A Tale of Love and Darkness - Amos Oz [58]
In Vilna, too, Grandpa was a businessman. He did not set his sights high; he bought a little here and sold a little there, and in between he sometimes made some money, and he sent his two sons first to Hebrew school and then to the classical gymnasium. The brothers David and Arieh, otherwise known as Zyuzia and Lonia, had brought three languages with them from Odessa: at home they had spoken Russian and Yiddish, in the street Russian, and at the Zionist kindergarten they had learned to speak Hebrew. Here, in the classical gymnasium in Vilna, they added Greek and Latin, Polish, German, and French. Later, in the European literature department at the university, English and Italian were added to the list, and in the Semitic philology department my father also learned Arabic, Aramaic, and cuneiform writing. Uncle David soon got a teaching job in literature, and my father, Yehuda Arieh, who took his first degree at Vilna University in 1932, was hoping to follow in his footsteps, but the anti-Semitism by now had become unbearable. Jewish students had to endure humiliation, blows, discrimination, and sadistic abuse.

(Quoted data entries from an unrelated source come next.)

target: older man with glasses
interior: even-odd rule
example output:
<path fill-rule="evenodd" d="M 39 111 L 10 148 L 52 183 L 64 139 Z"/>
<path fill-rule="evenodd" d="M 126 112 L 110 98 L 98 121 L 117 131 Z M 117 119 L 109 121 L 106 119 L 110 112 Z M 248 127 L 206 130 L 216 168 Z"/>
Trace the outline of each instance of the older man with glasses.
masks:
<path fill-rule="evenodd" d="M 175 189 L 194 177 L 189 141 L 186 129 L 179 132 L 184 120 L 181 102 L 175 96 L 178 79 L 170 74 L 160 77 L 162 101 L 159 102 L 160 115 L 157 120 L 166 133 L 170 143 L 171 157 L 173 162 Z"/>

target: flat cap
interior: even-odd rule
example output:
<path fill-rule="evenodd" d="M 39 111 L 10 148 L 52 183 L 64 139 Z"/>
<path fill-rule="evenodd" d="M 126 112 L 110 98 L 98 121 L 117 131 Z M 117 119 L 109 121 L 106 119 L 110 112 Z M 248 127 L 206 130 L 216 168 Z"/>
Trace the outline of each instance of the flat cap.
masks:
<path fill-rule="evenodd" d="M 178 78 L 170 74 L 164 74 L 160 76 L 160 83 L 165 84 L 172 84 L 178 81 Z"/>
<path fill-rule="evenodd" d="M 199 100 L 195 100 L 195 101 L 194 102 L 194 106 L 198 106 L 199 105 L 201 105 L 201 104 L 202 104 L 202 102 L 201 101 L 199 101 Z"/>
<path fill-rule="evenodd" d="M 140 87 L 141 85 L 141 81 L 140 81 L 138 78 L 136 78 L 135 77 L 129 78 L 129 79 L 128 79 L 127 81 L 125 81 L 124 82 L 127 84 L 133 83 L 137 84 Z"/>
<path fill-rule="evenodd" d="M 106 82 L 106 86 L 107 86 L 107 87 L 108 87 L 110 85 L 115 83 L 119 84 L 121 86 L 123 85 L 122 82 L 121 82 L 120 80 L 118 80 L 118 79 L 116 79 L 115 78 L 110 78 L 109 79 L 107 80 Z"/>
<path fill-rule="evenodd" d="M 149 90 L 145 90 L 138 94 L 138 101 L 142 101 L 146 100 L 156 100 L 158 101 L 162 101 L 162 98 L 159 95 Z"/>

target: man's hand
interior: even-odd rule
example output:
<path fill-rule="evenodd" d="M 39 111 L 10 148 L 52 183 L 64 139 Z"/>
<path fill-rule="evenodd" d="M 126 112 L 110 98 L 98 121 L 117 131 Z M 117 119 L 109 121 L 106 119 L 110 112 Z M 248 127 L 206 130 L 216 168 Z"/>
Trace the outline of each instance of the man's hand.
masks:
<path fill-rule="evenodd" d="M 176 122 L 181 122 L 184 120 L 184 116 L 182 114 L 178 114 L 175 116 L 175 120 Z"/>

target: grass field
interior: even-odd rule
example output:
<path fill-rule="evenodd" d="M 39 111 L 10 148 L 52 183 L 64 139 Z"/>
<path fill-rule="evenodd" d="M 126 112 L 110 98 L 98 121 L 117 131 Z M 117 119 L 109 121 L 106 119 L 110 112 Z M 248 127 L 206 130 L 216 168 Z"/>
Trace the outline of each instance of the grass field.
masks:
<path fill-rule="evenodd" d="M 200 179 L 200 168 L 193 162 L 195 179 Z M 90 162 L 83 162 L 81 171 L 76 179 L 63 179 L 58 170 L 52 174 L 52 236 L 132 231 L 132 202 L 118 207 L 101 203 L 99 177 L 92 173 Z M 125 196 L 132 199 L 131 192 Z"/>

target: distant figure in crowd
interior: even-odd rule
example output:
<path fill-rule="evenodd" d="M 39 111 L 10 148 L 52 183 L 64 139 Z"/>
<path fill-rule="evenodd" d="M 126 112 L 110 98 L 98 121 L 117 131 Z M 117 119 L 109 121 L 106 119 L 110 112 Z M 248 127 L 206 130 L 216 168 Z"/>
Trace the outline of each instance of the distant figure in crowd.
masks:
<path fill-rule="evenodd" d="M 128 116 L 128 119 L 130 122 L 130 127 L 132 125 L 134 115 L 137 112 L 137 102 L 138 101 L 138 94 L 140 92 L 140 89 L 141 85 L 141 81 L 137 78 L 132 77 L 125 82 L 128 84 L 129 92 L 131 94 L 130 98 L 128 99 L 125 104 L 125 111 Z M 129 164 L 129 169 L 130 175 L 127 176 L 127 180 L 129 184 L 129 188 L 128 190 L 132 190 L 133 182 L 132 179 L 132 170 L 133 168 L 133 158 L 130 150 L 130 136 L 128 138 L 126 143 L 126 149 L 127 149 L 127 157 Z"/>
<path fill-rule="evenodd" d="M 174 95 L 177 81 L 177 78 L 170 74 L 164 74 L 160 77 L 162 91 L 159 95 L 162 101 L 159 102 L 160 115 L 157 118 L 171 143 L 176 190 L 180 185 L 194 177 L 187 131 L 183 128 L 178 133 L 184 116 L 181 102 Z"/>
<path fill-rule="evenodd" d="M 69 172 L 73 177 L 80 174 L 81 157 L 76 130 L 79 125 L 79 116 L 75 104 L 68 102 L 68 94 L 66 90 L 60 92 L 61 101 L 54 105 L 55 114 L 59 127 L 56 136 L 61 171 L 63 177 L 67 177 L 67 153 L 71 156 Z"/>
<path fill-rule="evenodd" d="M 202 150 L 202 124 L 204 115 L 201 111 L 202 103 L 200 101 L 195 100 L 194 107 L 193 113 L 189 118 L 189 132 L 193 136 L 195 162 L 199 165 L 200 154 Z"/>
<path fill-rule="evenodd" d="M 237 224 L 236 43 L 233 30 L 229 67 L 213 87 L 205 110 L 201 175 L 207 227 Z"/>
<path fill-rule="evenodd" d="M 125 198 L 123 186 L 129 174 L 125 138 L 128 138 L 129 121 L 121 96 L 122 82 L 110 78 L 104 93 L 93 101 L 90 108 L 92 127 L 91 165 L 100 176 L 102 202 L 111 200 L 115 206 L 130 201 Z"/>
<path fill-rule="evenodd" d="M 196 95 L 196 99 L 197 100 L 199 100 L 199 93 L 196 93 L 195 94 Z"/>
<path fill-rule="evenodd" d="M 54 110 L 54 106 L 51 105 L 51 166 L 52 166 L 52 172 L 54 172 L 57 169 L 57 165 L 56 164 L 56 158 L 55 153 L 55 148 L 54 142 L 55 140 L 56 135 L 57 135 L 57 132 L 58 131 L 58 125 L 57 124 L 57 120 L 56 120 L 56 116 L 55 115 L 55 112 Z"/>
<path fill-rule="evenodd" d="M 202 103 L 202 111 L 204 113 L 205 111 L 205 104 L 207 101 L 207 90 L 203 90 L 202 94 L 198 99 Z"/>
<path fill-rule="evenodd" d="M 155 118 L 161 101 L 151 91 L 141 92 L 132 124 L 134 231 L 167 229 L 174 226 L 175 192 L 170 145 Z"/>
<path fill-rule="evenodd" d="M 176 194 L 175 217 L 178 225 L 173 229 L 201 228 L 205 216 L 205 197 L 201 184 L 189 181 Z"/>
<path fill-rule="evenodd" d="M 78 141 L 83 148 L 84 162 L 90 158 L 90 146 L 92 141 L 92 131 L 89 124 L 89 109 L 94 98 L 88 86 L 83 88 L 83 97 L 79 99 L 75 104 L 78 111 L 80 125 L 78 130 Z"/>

"But what exactly did they do to you?" I asked my father. "What sort of sadistic abuse? Did they hit you? Tear up your exercise books? And why didn't you complain about them?"
"There's no way," Father said, "that you can understand this. And it's better that way. I'm glad, even though you can't understand this either, that is to say, why I'm glad that you can't understand what it was like: I definitely don't want you to understand. Because there's no need, there's simply no need anymore. Because it's all over. It's all over once and for all. That is to say, it won't happen here. Now let's talk about something else: shall we talk about your album of planets? Of course we still have enemies. And there are wars. There is a siege and no small losses. Definitely. I'm not denying it. But not persecution. That—no. Neither persecution nor humiliation nor pogroms. Not the sadism we had to endure there. That will never come back, for sure. Not here. If they attack us, we'll give as good as we get. It seems to me you've stuck Mars between Saturn and Jupiter. That's wrong. No, I'm not telling you. You can look it up yourself and see where you went wrong, and you can put it right all by yourself."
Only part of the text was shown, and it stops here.